Classy concertos for your consideration

Brahms– Piano Concerto No 2 in B Flat: Joaquin Achucarro/London Symphony Orchestra/Sir Colin Davis
Opus Arte

Spohr – Concertos for Two Violins Numbers 1 and 2: Henning Kraggerud/Oyvind Bjora/Oslo Camerata/Barratt Due Chamber
Naxos

by Robert Giddings
Tuesday, March 23rd, 2010

Brahms’ second piano concerto is generally reckoned to be the Mr Big among 19th century piano concertos. All human life is here, its strengths, subtleties, richness, pathos and passions. There is undeniably something magisterial and autumnal about this great work that makes it is a wonderful companion to the earlier D minor concerto with its matchless ferocities and tragic depths. Here the hero seems to pause and look back, through difficulties mastered and fears quelled and see a life unfolded and almost fulfilled.

On this DVD, the opening quietly rumbles in like the beginnings of a rich dream that gradually builds through a series of crises. The scherzo gives us pause for breath and the opening of the slow movement is one of the most magical sequences in German romantic orchestral writing. There is a sort of prelude before the piano by stages gently enters.
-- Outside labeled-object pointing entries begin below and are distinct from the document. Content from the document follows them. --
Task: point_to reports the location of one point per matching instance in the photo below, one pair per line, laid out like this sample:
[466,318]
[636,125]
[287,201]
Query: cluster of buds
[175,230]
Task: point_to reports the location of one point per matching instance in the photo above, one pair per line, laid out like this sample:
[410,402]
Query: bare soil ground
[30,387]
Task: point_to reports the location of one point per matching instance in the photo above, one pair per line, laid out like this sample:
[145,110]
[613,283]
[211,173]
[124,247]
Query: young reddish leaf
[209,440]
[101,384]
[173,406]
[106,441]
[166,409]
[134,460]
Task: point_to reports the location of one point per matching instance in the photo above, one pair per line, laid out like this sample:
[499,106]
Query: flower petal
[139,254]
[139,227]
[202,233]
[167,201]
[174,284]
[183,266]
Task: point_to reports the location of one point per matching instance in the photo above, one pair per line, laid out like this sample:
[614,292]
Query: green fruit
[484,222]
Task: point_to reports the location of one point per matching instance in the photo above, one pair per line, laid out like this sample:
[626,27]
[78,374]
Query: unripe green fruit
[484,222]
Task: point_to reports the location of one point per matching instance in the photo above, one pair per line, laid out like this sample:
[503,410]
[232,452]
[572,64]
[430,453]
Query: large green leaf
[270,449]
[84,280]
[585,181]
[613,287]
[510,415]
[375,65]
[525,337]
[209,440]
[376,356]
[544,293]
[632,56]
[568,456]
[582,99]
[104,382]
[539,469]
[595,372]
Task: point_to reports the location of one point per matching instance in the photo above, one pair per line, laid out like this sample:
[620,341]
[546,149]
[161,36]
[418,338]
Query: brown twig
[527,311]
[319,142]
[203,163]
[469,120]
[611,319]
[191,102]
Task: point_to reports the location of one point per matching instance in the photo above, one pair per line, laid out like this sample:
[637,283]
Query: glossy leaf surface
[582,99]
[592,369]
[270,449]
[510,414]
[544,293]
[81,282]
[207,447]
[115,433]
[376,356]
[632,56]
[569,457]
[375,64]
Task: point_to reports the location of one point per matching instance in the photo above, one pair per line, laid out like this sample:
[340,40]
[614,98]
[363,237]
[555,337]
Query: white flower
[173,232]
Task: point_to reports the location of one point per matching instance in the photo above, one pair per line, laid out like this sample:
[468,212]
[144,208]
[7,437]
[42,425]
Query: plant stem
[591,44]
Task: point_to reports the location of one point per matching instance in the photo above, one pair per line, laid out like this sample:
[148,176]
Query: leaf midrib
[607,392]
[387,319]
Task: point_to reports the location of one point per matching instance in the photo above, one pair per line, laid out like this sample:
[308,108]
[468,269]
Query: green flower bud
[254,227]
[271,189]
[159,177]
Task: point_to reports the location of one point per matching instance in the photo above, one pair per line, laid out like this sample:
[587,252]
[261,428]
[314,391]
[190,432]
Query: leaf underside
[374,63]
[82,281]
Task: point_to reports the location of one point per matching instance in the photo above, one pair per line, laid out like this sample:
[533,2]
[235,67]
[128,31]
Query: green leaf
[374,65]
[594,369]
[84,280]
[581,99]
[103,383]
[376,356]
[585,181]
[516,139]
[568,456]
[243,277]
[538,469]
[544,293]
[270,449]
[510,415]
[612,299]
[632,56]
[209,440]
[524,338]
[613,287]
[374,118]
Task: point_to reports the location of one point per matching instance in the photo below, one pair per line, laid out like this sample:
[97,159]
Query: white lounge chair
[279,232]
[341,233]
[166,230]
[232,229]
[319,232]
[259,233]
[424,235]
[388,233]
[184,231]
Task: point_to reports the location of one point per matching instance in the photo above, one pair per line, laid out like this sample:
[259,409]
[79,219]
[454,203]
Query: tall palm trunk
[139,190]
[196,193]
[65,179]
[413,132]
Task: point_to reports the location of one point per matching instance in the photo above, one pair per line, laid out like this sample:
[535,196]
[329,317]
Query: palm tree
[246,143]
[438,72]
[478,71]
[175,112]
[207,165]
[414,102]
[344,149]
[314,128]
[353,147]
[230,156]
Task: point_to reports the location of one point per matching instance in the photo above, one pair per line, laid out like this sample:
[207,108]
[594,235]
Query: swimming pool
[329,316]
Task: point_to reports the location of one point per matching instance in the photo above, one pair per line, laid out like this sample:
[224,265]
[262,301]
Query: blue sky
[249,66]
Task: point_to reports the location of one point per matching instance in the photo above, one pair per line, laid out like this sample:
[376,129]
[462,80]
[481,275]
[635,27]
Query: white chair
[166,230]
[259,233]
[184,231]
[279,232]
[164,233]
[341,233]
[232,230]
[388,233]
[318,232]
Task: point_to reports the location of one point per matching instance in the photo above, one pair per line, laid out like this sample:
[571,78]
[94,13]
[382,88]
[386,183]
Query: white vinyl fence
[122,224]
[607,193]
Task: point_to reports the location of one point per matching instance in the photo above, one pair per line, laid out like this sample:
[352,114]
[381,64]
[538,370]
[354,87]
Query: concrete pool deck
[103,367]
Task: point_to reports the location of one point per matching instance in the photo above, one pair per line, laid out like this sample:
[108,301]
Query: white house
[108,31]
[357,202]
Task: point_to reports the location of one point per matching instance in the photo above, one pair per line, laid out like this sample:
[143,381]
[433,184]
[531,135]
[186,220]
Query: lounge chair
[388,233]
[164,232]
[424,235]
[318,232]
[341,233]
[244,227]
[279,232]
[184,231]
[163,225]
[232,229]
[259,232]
Hearing the music as shaped by Sir Colin Davis made me wish these opening bars were three times as long. It’s a consummate performance. This beautiful recording at the Jerwood Hall, St Luke’s in London, celebrates the 50th anniversary of Achucarro’s debut with the LSO after winning the Royal Liverpoole Philharmonic International Competition in 1959.

Louis Spohr was a prolific composer and virtuoso violinist, who practiced with Beethoven. An influential conductor, Spohr  introduced marked orchestral parts for rehearsal and performance purposes.   At one time, he had a considerable reputation that seems to have faded. His music has an immediate, if not a lasting, charm and is often strongly reminiscent of Weber and Mendelssohn. Yet it seems somewhat timidly and anaemically unable to stray beyond safe limitations  – although frequently experimental in forms – he wrote one violin concerto in the form of an Italian aria.

These double concertos are deftly and affectionately dispatched. You constantly expect something interesting to happen, but it never quite does.